China’s barber shops are about the last place you might expect to find a food ingredient. Nonetheless, this is where the food industry obtains much of the raw material for Cysteine. Why the food additives industry, and the cheap soy sauce makers, should favour hair from this particular region is clear: its homogenous abundance – a 1 billion head count in China alone – and, according to food ingredient expert Dr John Meyer, it’s cleaner. ‘Some of the principal producers of Cysteine are based in South East Asia because it’s easier to collect nice, clean, tied up, bales of human hair there,’ he says.

There is a whole industry devoted to the preparation of this yellowish liquid. The hair is collected, cleaned and processed and then chemically converted into Cysteine and Tyrocine in factories all over the Far East.

As the European representative of the Orthodox Union of America, Meyer’s job is to visit all food plants in Europe which the union Kosher-certifies, and check that all ingredients remain, in fact, Kosher. Meyer’s painstaking work demands he knows his E numbers from his lactic acids.

“It’s still Kosher”

“There are very few renewable human resources,” he says drolly. “But Cysteine is one of them. It may be a hair chemical, an amino acid to be precise, used as a flavouring, but it’s still Kosher.

“Cysteine is also used in savoury flavours. You often find it in yeast flavours; you might find it in a sausage flavour. In fact, you might find it in a savoury flavour for almost anything.

“Dough makers, however,” says Meyer, “use mainly vegetarian Cysteine which is, of course, pure chemical and not hair-based.”

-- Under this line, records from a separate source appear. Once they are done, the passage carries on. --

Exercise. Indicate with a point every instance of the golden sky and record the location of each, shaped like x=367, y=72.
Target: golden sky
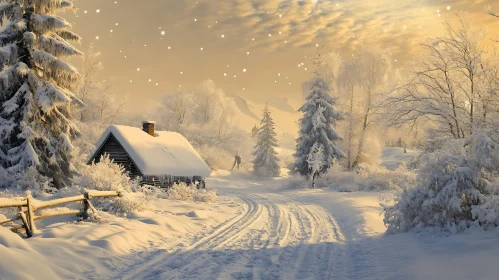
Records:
x=255, y=48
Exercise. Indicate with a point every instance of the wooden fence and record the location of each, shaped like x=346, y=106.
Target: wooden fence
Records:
x=28, y=206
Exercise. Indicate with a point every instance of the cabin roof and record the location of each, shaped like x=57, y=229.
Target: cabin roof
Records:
x=167, y=153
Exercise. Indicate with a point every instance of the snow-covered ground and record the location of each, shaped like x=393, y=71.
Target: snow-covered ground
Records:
x=257, y=230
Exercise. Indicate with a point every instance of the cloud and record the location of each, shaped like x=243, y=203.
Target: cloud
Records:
x=341, y=25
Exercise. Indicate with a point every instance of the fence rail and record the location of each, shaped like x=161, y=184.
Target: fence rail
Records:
x=28, y=206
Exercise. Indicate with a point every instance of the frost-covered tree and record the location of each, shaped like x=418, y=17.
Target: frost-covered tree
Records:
x=316, y=126
x=266, y=162
x=36, y=90
x=457, y=188
x=316, y=161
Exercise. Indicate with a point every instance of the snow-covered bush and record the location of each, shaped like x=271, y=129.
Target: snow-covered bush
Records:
x=365, y=178
x=456, y=189
x=107, y=176
x=182, y=191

So with a new law in place forbidding the addition of hairy human chemicals into EU consumed food, surely the vegetarians and some religious groups will be happier. However many are yet to be convinced food ingredients can be so easily policed.

For Muslims, Cysteine has always been a headache. That derived from human hair is Haraam – forbidden – and has no place in a halal diet because Islam does not allow the use of human hair in food. But as Masood Khawaja, president of the Halal food authority, points out, we can’t know the provenance of every ingredient.

Halal authorities urge caution

“The food authority has given us an understanding that all L-Cysteine used in the UK should be derived from non-animal and non-human sources but we can never be sure. Be cautious is my advice.”

Caution is right. As it really is up to each manufacturer to be honest about its ingredients, there’s no way the government could test every product’s additives – we have to take them on trust. Just as the world’s Muslims did when a once irreproachable Japanese MSG maker Ajinomoto assured consumers that its products were halal. It was wrong.

Factory bosses were nearly lynched by angry Muslims in Malaysia a few years ago when MSG being produced there was found to be pork-tainted. The arrested Japanese confessed they were in the dark as to how it happened – just as ignorant as many of us are of the Dark Arts of the global food processors.